Discussion: Chaos

In the module we presented the Mandelbrot set, which can be generated with the following recursive relationship:

For some complex number c,

Z sub n plus 1 equals z sub n sup 2 plus c. Where z sub zero equals zero.

Recall that if this sequence always stays close to the origin (within 2 units), then the number c is part of the Mandelbrot Set. If the sequence gets far from the origin, then the number c is not part of the set.

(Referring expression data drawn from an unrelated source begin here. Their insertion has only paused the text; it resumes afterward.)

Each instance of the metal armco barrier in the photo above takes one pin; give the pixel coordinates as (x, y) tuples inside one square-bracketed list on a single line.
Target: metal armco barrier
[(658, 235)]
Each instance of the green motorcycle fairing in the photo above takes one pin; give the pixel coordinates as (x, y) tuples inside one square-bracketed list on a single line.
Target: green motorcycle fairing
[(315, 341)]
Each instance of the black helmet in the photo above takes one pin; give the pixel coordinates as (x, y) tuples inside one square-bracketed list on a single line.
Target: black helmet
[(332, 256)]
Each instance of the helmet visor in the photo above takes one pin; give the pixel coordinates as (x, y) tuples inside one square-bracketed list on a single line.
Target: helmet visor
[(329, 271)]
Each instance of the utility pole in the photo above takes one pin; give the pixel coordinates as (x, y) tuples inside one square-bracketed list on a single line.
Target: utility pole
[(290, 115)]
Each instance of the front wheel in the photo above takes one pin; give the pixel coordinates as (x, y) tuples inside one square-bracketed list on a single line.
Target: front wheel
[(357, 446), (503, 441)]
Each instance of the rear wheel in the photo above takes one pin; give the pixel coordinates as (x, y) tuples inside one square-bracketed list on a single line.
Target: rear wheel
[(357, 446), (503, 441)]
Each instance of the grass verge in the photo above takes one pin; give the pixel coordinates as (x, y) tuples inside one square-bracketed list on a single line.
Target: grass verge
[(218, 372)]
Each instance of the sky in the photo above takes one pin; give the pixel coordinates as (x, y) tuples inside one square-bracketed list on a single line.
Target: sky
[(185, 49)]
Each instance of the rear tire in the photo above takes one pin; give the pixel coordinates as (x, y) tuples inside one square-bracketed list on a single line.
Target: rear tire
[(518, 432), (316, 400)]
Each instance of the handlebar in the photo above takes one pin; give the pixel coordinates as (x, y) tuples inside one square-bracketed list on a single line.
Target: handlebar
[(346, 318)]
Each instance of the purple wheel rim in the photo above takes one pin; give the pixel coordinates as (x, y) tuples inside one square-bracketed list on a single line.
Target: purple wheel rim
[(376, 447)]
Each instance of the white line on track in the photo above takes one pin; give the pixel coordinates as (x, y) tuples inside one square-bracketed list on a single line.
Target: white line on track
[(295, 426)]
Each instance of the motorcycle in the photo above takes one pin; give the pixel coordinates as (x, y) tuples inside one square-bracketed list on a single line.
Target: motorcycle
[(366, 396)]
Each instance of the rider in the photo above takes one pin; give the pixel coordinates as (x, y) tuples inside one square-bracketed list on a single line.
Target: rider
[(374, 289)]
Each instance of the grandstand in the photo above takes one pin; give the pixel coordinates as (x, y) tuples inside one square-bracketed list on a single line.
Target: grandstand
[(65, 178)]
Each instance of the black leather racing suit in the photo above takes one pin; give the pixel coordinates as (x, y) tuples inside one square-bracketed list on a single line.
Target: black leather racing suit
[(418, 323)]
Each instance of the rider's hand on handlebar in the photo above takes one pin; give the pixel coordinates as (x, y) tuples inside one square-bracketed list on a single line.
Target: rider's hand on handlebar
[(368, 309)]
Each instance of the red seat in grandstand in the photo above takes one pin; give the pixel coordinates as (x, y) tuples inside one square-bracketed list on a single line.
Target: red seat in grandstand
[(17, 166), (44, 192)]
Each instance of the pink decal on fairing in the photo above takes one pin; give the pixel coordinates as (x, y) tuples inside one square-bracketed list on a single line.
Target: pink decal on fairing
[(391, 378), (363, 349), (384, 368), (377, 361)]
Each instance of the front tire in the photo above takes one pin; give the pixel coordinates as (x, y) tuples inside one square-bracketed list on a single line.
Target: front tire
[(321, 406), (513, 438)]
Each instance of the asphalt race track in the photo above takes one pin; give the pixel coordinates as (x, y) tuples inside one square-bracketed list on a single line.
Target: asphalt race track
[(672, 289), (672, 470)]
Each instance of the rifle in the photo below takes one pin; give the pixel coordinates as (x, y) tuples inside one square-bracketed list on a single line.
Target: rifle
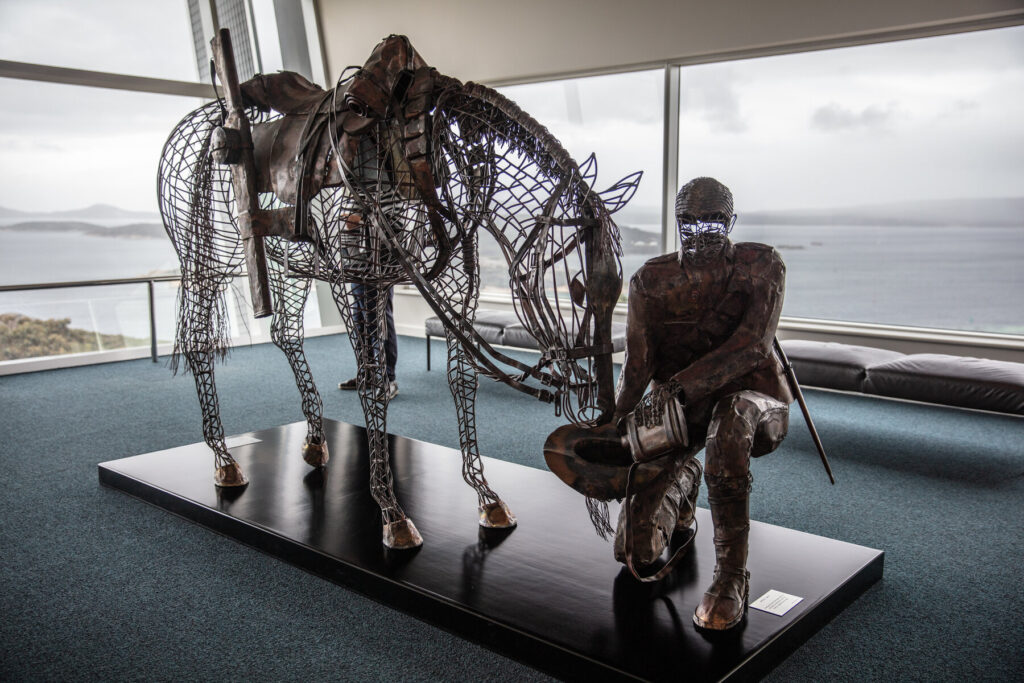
[(795, 385)]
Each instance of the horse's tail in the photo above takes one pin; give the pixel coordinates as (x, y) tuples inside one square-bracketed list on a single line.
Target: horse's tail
[(200, 226)]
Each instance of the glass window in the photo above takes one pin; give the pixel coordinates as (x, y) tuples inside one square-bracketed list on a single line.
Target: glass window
[(620, 119), (78, 202), (78, 198), (890, 176), (152, 38)]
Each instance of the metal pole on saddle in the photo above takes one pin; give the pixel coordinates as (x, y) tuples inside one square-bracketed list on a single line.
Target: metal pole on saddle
[(232, 144), (795, 385)]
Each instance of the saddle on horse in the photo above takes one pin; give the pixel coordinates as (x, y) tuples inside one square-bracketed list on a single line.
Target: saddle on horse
[(295, 156)]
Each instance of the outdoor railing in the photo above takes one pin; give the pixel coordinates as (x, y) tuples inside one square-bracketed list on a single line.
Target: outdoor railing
[(150, 282)]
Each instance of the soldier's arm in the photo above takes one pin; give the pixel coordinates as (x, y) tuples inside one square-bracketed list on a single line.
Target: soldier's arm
[(751, 344), (638, 367)]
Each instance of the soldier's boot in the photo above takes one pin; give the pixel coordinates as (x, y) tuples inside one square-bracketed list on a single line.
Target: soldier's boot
[(724, 603), (658, 510)]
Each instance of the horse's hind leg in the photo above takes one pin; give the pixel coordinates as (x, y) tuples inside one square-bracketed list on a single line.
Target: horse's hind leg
[(363, 311), (197, 342), (463, 383), (290, 296)]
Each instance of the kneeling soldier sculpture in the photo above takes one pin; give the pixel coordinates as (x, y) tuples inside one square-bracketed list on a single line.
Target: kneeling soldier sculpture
[(700, 331)]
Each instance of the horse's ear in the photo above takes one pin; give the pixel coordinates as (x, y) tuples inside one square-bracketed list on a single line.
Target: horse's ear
[(617, 196), (588, 171)]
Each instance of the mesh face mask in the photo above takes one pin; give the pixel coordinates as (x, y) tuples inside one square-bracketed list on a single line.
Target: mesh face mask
[(704, 218)]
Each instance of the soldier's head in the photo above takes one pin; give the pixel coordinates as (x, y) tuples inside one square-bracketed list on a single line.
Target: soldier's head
[(704, 218)]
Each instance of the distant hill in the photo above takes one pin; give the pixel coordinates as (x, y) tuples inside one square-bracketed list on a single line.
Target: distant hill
[(132, 230), (1008, 211), (96, 212)]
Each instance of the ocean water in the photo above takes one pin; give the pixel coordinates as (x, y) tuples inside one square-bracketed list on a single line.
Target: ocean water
[(952, 278)]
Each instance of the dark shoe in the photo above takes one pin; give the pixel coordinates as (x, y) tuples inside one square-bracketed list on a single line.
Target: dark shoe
[(724, 603), (654, 513)]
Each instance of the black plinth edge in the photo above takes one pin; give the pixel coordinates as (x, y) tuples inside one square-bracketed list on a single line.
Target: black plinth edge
[(577, 615)]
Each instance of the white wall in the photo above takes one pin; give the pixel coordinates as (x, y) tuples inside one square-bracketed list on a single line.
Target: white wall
[(507, 40)]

The outcome of testing whether c is in the set is predictable. Some sequences exhibit behavior that is not predictable. For example, have you ever been frustrated that the weather report called for clear skies, and you were caught without a rain coat? Weather models are based on systems of equations that exhibit chaotic, or unpredictable behavior, making weather prediction a gamble.


For this discussion, find another example of a system that exhibits chaotic, unpredictable behavior.  Follow the rubric below to post your findings for the class.

This assignment is required and worth up to 20 points.

Grading Criteria Points Possible
The system:

  • Is the system used to model real-life behavior?
  • What variables define the system?
  • Is it a unique system instead of a copy of a classmate’s posting?
The strategies:

  • What makes the system chaotic?
  • Are the variables correctly identified?
The presentation:

  • Is the system explained well?
  • Is the explanation of what makes the system chaotic clear?
  • Are the appropriate terms used?
Your responses:

  • Did you post at least two responses?
  • Did you explain how the examples helped you better understand chaos and chaotic systems?
  • Did you ask questions for clarification or make suggestions on how to change or improve the original application posting or any other follow-up postings?